Smuts, who was one of Namibia’s best-known lawyers before he was appointed as a High Court judge in early 2011, said yesterday that he started writing the book in 2015, finishing it early this year.

He said a writing fellowship which he received from the Rockefeller Foundation enabled him to spend a month at a writers’ retreat in Italy in May 2015, while he was on long leave, and he managed to complete about a third of his book in that time. After that, he used his annual leave periods to do the rest of the writing.

While the research and writing that went into the book were hard work, it was also an enjoyable process – but it is a relief to now have the end product in print, Smuts remarked.

He said his aim was not to write a personal memoir, but rather to provide a record of some of the cases in which he was involved during the 1980s, and of the conditions and circumstances under which Namibia’s people lived at the time. “I think it’s important to record that part of Namibia’s history,” he remarked.

Smuts said his book documents strategies and tactics that were used under the cloak of the law to in fact subvert the law, and is about the abuse of power and of the law, and the lack of accountability that prevailed during the last decade that Namibia was under South African and local interim government rule.

The book includes chapters on cases in which Smuts and other lawyers represented Namibians who challenged human rights abuses like detention without trial, the use of torture by the security forces, the denial of access to lawyers for detainees, and the curfew that was enforced in northern Namibia.

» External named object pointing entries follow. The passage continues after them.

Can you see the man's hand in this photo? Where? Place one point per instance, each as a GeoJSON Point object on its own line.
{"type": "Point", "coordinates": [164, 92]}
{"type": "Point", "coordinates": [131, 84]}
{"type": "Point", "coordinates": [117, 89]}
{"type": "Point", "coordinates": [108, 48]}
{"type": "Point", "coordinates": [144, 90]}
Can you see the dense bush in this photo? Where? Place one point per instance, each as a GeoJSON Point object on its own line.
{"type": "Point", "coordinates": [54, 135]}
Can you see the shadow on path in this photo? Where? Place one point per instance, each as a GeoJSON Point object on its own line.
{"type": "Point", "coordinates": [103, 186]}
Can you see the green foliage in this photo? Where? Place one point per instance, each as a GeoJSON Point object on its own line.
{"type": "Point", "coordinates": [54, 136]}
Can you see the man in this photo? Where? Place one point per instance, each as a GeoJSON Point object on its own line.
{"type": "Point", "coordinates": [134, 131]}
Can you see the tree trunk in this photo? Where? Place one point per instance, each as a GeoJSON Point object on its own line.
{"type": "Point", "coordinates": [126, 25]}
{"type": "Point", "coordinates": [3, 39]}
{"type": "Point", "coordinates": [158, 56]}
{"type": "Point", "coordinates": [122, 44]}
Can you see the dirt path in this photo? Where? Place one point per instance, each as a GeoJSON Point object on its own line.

Smuts also revisits murders committed by members of the South African security forces, and attempts from the highest levels of the South African government to prevent the prosecution of the alleged killers.

In other chapters in the book, he recounts his role in setting up The Namibian in 1985, and overcoming official attempts to block the establishing of the Legal Assistance Centre as a public interest law firm in 1988.

Smuts also devotes a detailed chapter to the murder of prominent Swapo member and lawyer Anton Lubowski in 1989 and the investigation of that crime, noting that it was conclusively proven that a covert South African Defence Force unit called the Civil Cooperation Bureau was responsible for the killing of Lubowski.

In the last chapter, Smuts examines Swapo’s abuse of detainees outside Namibia, concluding that the failure of any form of accountability for the people responsible for those abuses and similar ones on the other side of the conflict that preceded Namibia’s independence remains a blot that tarnishes the country’s human rights record.

‘Death, Detention and Disappearance’ is due to be launched in Windhoek on Thursday. Smuts is also scheduled to be one of the speakers at the Open Book Festival in Cape Town during the first week of September.